Regulus hadn’t moved.

 

He was still curled in James’ lap, head tucked beneath his chin, one hand clenched tightly in the fabric of James’ shirt. The towel had slipped a little, barely holding on around his waist, his skin cold but no longer trembling. His breathing had evened out sometime in the early hours, but his scent still clung to the room—salt-heavy and bruised.

 

James exhaled slowly.

 

The pain in his legs didn’t matter. The ache in his back, the stiffness in his arms—none of it mattered. Regulus had finally stopped crying.

 

But he hadn’t let go.

 

James didn’t want to move.

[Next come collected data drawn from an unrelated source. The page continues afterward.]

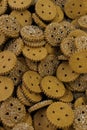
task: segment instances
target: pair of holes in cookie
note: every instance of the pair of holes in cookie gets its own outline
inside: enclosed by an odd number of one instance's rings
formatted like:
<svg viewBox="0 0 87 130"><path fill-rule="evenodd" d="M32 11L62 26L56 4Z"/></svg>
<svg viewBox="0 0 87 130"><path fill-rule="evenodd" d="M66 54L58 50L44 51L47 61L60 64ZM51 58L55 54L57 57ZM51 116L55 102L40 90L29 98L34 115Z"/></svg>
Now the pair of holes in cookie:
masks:
<svg viewBox="0 0 87 130"><path fill-rule="evenodd" d="M50 90L50 89L51 89L51 87L48 87L48 90ZM56 93L58 93L58 92L59 92L59 90L57 90L57 89L56 89L55 91L56 91Z"/></svg>
<svg viewBox="0 0 87 130"><path fill-rule="evenodd" d="M65 70L65 68L64 68L64 67L62 67L62 70ZM74 73L75 73L75 71L73 71L73 70L72 70L72 74L74 74ZM67 77L68 75L67 75L67 74L65 74L64 76L65 76L65 77Z"/></svg>
<svg viewBox="0 0 87 130"><path fill-rule="evenodd" d="M16 1L14 0L14 1L13 1L13 3L14 3L14 4L16 4ZM24 4L24 2L22 1L20 4L22 4L22 5L23 5L23 4Z"/></svg>

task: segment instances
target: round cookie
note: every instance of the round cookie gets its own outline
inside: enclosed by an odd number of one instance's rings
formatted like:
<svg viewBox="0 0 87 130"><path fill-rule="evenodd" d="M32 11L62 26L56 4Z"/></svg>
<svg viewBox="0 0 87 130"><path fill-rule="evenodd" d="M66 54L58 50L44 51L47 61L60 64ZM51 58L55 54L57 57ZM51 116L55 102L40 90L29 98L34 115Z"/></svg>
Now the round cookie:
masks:
<svg viewBox="0 0 87 130"><path fill-rule="evenodd" d="M12 130L34 130L33 126L31 126L28 123L18 123L17 125L15 125Z"/></svg>
<svg viewBox="0 0 87 130"><path fill-rule="evenodd" d="M22 51L23 55L32 61L41 61L47 56L45 47L30 48L25 46Z"/></svg>
<svg viewBox="0 0 87 130"><path fill-rule="evenodd" d="M21 36L27 41L44 40L43 31L36 25L27 25L20 30Z"/></svg>
<svg viewBox="0 0 87 130"><path fill-rule="evenodd" d="M34 93L40 93L40 82L41 82L41 76L39 73L35 71L27 71L24 73L22 77L22 81L24 85L29 89L31 92Z"/></svg>
<svg viewBox="0 0 87 130"><path fill-rule="evenodd" d="M69 18L75 19L86 14L87 4L85 4L85 0L67 0L64 11Z"/></svg>
<svg viewBox="0 0 87 130"><path fill-rule="evenodd" d="M47 108L40 109L34 114L34 128L35 128L35 130L57 130L47 120L46 109Z"/></svg>
<svg viewBox="0 0 87 130"><path fill-rule="evenodd" d="M6 41L6 36L0 31L0 46Z"/></svg>
<svg viewBox="0 0 87 130"><path fill-rule="evenodd" d="M38 0L35 4L36 14L44 21L51 21L56 16L56 6L50 0Z"/></svg>
<svg viewBox="0 0 87 130"><path fill-rule="evenodd" d="M47 119L57 128L69 127L74 120L74 112L71 107L62 102L54 102L48 106Z"/></svg>
<svg viewBox="0 0 87 130"><path fill-rule="evenodd" d="M69 65L77 73L87 73L87 51L75 52L69 59Z"/></svg>
<svg viewBox="0 0 87 130"><path fill-rule="evenodd" d="M57 78L63 82L70 82L78 78L79 74L71 69L68 62L61 63L56 72Z"/></svg>
<svg viewBox="0 0 87 130"><path fill-rule="evenodd" d="M28 10L24 10L24 11L13 10L10 13L10 16L14 17L22 27L32 24L31 13Z"/></svg>
<svg viewBox="0 0 87 130"><path fill-rule="evenodd" d="M8 0L8 5L14 10L25 10L30 7L32 0Z"/></svg>
<svg viewBox="0 0 87 130"><path fill-rule="evenodd" d="M10 72L16 65L16 56L11 51L0 52L0 75Z"/></svg>
<svg viewBox="0 0 87 130"><path fill-rule="evenodd" d="M0 76L0 102L9 98L13 91L13 81L8 77Z"/></svg>
<svg viewBox="0 0 87 130"><path fill-rule="evenodd" d="M64 9L66 0L52 0L52 1L55 3L55 5L60 6L62 9Z"/></svg>
<svg viewBox="0 0 87 130"><path fill-rule="evenodd" d="M86 100L84 97L79 97L74 102L74 107L77 108L78 106L86 105Z"/></svg>
<svg viewBox="0 0 87 130"><path fill-rule="evenodd" d="M65 87L55 76L45 76L41 80L42 91L50 98L59 99L65 93Z"/></svg>
<svg viewBox="0 0 87 130"><path fill-rule="evenodd" d="M78 19L78 24L81 28L87 29L87 15L81 16Z"/></svg>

He didn’t want to do anything that might disturb him. But he couldn’t let him sleep naked on the tile floor, not after the night he’d had.

 

So he moved carefully.

 

He eased Regulus back just enough to slip one arm under his knees and the other around his shoulders. He stood slowly, cradling him close, trying not to jostle him too much.

 

Regulus stirred.

 

“Jamie?” It was barely a whisper.

 

“I’m here, love. Just taking you to rinse off.”

 

Regulus didn’t respond. His face pressed closer to James’ neck.

 

James carried him down the hall, past the sun-soaked bedroom and into the bathroom they actually used, the one with all their things. He sat Regulus gently on the closed toilet seat and turned the water on warm.

 

“Just a quick rinse,” he murmured, crouching in front of him. “You’ll feel better.”

 

Regulus nodded numbly.

 

James helped him out of the towel, kissed his forehead, and guided him into the shower.

 

Then he stripped off his own clothes and stepped in behind him.

 

The water was warm, steam curling around them. James reached for the shampoo and poured a small amount into his palm.

 

“Close your eyes,” he said gently.

 

Regulus obeyed.

 

James worked his fingers through Regulus’ hair with slow, careful motions. He massaged the shampoo into his scalp, rinsed it out, and followed it with conditioner. Then he moved down, soaping a washcloth and running it gently over Regulus’ skin—his shoulders, his arms, down his back.

 

Regulus leaned into him, silent, letting himself be cared for.

 

When they were both rinsed and clean, James turned the water off and reached for a towel. He wrapped Regulus in it first, drying him gently, then stepped out and toweled off himself before scooping Regulus back into his arms.

 

He dressed Regulus in one of James’ oversized shirts—soft, worn-in cotton that hung past his thighs. Regulus didn’t protest. He just let James maneuver him like a doll, pliant and silent, his eyes glassy and distant.

 

It made James want to scream.

 

Back in bed, James pulled the blankets over them both and gathered Regulus close again. He tucked him into his chest like he could keep the grief out by sheer force of will.

 

“Do you want to talk?” he asked, hours later, when the sun was high and the silence had begun to ache.

 

Regulus didn’t answer.

 

He didn’t need to.

 

The scent of heartbreak still clung to him like second skin. But this time, it wasn’t sharp. It wasn’t fresh. It was duller now, aching instead of bleeding.

 

James pressed his lips to the top of Regulus’ head.

 

“You’r

e allowed to grieve,” he said softly. “But don’t think for a second that I’ve changed my mind about you.”

 

Regulus turned his face into James’ chest.

 

“I know,” he whispered.

 

James smiled, even if it hurt.

 

They had a long road ahead of them.

 

But at least they were walking it together.